Most novelists start with a storyline premise which opens a door on a possible genre label, even if it is Mainstream or Literary. These two elements are guidelines, established to keep the writer in the same ballpark for the length of the novel. Within these guidelines the main characters are sought.

Within the premise for what became Torc of Moonlight I was conjuring with contemporary people witnessing, and being embraced by, the resurrection of a Celtic water goddess.  I’d been reading about Romano-British Celtic belief systems, and the inspiration for the novel had sprung from there. Liberally seeding what if…? had borne fruit. I knew the novel would be a Thriller, but the term covers a wide range of sub-genres and guidelines are meant to be flexible.

It was at this idea-illuminating stage that I returned to the research, both casting wider my research net and re-reading with an eye for different criteria, searching for pointers to possible characters. What sort of people – as in gender, education, age-group, up-bringing – would be liable to find themselves on the periphery of such an event?

A water goddess was/is, among other things, a fertility goddess, so it followed that I needed a matching female and male lead. In Britain, the belief in water deities stretches back beyond the mists of the Celtic period and forward to modern day where, in Derbyshire and Staffordshire in particular, wells, springs and watercourses are decked out annually with elaborate pictures of Christian teachings made from flower petals pressed into wet clay. So as to reflect this continuing belief system I decided on two sets of male-female characters separated by a generation, thus immediately delineating the age groups.

Simultaneously, I was researching possible settings, again with an eye to the historical and the modern, again for the characters each might produce. For readers to accept the possibility of a water deity’s existence, I felt I had to show it in an historical context, preferably at a point of crisis for its adherents. It became fairly obvious that a crisis point readers could readily grasp would be during the Romano-British period when not only were the native Celts having to adjust to overseas political domination but their belief system was being suppressed in favour of a pantheon of new deities. Who, in terms of characters, might support this, especially with inducements, and who might resist it, perhaps with all to lose? In determining this – a third male-female character set – it helped confine my setting to the north of England as well as flagging the importance of the triple in the Celtic belief system which I determined would need to be echoed in the novel.
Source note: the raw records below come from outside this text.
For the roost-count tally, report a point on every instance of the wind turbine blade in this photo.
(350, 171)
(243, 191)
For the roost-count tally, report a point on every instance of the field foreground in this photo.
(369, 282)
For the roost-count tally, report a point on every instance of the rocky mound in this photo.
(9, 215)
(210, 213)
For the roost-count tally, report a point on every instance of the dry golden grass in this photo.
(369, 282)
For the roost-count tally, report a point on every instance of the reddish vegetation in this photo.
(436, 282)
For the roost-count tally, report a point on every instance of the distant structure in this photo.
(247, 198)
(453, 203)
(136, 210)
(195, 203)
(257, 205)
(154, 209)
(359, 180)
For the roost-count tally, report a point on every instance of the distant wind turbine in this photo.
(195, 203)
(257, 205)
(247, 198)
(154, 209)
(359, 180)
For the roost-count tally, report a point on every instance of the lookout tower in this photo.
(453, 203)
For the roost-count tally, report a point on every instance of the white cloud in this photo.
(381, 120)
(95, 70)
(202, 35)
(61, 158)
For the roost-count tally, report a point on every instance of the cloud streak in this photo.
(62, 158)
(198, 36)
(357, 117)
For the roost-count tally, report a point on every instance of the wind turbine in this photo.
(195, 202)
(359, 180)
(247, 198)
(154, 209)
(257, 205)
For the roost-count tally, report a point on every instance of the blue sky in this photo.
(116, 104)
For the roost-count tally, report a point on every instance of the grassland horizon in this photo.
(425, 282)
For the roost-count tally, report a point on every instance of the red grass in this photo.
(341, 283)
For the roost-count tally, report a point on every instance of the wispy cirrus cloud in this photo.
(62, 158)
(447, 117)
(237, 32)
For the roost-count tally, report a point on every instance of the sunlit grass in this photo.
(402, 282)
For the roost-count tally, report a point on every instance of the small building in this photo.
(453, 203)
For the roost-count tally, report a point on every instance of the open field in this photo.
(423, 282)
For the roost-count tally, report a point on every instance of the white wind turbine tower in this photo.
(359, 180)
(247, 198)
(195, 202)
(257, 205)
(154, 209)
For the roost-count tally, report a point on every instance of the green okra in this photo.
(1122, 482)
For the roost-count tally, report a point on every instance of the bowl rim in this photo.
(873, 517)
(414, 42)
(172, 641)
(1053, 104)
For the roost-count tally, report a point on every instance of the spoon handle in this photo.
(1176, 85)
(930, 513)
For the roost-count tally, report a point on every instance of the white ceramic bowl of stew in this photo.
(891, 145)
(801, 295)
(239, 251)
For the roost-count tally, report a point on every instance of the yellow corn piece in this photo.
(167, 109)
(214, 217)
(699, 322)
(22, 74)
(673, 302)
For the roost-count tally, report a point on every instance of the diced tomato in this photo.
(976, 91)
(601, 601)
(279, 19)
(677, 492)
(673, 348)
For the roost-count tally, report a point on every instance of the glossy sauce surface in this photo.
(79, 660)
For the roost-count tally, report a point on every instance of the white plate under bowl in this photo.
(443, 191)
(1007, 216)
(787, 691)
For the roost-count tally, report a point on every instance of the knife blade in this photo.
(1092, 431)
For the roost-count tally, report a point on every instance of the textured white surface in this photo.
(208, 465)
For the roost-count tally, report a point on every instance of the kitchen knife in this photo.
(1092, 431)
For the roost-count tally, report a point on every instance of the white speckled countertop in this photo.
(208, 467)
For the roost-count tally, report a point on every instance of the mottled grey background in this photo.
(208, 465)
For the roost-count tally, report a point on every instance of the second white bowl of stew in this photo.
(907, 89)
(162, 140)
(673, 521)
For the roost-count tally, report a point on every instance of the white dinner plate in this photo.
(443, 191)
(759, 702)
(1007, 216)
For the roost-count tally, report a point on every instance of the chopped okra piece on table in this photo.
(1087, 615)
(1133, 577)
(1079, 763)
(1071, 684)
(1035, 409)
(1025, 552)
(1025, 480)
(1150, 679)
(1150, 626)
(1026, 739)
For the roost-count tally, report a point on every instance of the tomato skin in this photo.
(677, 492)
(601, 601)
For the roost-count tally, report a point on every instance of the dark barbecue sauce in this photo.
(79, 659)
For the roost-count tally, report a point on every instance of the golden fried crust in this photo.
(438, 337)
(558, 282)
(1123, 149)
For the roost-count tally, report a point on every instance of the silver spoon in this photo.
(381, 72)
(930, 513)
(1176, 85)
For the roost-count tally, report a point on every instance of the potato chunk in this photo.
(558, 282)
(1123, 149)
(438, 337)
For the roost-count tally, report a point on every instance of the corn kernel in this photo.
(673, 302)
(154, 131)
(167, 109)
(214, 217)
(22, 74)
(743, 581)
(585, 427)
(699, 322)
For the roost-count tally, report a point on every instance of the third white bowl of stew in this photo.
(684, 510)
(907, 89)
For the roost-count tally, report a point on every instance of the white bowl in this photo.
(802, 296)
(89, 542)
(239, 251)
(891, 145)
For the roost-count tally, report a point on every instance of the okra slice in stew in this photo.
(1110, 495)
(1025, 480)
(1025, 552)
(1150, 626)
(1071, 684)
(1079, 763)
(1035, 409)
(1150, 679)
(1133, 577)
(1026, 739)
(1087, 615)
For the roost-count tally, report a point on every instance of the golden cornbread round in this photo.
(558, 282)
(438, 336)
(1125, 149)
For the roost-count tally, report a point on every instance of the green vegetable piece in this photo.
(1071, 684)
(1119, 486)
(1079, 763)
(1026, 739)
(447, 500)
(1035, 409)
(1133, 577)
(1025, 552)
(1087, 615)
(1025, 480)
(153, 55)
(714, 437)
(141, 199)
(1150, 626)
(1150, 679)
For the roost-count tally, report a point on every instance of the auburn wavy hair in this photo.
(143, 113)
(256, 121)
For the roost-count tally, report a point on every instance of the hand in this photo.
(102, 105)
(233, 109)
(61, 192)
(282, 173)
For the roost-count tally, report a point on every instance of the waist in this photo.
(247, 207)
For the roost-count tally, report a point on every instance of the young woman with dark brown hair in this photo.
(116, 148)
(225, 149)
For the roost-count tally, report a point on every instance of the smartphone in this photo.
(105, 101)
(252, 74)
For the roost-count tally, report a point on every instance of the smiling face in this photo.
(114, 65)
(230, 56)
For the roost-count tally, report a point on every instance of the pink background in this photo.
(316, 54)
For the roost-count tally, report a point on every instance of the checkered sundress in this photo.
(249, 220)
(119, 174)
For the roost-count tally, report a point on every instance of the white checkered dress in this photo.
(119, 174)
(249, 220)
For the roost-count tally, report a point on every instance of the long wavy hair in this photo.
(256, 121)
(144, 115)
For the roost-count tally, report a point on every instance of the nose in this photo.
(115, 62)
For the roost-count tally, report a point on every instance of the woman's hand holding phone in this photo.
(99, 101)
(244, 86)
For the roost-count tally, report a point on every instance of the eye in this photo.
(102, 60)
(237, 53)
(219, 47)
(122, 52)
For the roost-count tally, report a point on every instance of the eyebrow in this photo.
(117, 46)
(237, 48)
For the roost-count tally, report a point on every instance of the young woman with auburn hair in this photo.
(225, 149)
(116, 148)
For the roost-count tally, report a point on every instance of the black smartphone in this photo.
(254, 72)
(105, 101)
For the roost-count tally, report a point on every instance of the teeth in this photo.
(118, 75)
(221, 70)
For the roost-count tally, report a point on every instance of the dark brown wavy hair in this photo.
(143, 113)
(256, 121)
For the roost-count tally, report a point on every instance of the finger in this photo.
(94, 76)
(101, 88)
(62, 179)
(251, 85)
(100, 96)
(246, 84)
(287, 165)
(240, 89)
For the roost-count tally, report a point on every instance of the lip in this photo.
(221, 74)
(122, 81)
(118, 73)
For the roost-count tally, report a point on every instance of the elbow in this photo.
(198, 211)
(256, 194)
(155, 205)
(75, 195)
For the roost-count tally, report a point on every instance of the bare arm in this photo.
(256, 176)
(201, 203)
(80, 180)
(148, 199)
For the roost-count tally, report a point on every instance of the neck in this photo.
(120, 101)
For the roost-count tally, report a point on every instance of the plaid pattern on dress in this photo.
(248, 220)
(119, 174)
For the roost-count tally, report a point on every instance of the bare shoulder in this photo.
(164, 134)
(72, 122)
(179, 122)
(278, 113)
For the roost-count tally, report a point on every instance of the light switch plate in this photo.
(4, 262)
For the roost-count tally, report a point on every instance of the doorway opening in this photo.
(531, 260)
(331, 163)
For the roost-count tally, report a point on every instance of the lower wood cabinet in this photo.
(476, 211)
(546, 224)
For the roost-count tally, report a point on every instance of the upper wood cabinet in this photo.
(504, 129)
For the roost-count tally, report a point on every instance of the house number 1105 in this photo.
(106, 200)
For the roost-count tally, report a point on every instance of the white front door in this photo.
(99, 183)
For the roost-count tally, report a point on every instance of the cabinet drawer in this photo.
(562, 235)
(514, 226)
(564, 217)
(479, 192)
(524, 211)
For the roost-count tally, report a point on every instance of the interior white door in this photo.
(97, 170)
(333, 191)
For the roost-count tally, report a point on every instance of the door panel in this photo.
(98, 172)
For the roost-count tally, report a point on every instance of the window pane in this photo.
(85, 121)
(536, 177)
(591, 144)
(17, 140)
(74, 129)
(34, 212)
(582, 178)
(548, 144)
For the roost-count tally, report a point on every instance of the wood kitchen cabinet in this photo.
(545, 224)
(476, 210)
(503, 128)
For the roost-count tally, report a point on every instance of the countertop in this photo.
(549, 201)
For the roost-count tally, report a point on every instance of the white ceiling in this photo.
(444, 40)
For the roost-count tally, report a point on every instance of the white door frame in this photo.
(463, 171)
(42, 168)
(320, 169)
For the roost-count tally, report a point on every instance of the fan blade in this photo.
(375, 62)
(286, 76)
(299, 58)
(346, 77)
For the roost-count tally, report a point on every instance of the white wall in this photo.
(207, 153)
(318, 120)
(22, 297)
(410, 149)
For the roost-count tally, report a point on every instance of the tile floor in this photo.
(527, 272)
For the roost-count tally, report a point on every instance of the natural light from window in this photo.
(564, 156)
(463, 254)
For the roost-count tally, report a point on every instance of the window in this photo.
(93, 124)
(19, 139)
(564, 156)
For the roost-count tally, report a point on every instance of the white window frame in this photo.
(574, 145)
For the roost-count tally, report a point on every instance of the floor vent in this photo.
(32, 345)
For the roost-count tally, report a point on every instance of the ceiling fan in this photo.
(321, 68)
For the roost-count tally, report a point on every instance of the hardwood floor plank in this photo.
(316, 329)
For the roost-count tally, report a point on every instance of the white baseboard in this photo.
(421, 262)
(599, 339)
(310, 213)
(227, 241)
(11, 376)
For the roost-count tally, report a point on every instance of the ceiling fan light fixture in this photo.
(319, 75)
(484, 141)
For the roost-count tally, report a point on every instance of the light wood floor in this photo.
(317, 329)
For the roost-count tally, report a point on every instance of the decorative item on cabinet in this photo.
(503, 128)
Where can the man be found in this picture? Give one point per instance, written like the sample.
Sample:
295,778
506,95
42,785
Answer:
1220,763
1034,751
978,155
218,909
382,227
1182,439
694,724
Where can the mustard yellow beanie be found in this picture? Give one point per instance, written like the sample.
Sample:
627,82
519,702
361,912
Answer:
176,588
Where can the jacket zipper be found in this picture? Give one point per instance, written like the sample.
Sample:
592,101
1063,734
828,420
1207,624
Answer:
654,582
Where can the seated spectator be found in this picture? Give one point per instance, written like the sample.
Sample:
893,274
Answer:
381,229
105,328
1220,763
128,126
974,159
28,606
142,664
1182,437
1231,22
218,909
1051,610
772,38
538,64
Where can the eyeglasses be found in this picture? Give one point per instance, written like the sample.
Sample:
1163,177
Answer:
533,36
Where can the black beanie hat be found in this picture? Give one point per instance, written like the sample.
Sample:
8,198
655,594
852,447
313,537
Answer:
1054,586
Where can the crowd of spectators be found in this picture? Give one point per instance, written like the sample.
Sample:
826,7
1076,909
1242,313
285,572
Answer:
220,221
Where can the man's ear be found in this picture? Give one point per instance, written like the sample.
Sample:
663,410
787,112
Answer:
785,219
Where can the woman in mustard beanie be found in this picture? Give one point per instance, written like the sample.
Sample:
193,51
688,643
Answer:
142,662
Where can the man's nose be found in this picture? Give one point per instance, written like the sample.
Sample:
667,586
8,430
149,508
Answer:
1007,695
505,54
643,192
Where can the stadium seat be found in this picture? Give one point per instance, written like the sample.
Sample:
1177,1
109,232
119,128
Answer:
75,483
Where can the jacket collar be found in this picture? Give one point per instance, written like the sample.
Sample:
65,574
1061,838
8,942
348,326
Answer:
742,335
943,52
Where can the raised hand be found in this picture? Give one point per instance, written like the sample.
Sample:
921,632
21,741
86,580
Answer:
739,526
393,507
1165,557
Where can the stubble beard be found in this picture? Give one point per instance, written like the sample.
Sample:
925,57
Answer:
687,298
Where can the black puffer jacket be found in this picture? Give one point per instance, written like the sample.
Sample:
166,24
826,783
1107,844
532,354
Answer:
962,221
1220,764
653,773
A trip to my local university inadvertently coalesced the modern setting – one of those happy co-incidences – and a few days poring over Ordnance Survey maps highlighted not only possible historical settings but future modern settings for what will eventually become a trilogy, further emphasising the iconic Celtic three-fold.

The point is… have you lost interest yet? In your own writing, do you follow a planning route akin to this, or are you hit by a storyline, grab at the first available characters and write in the white heat of creativity? This is the reason the majority of typescripts that cross my desk have problems, problems that once the characters have been reconsidered and realigned nearly always requires a rewrite of the novel.

My weighing information against possibilities was not undertaken one wet weekend but was spread over some weeks. I not only knew, but understood, the novel’s landscapes, and had a broad-stroke view of my main character sets, which had expanded from two to six and, if you’ve been following closely, had shifted from female-male to male-female, thus re-aligning a possible narrative voice. It was time, I felt, to take them individually.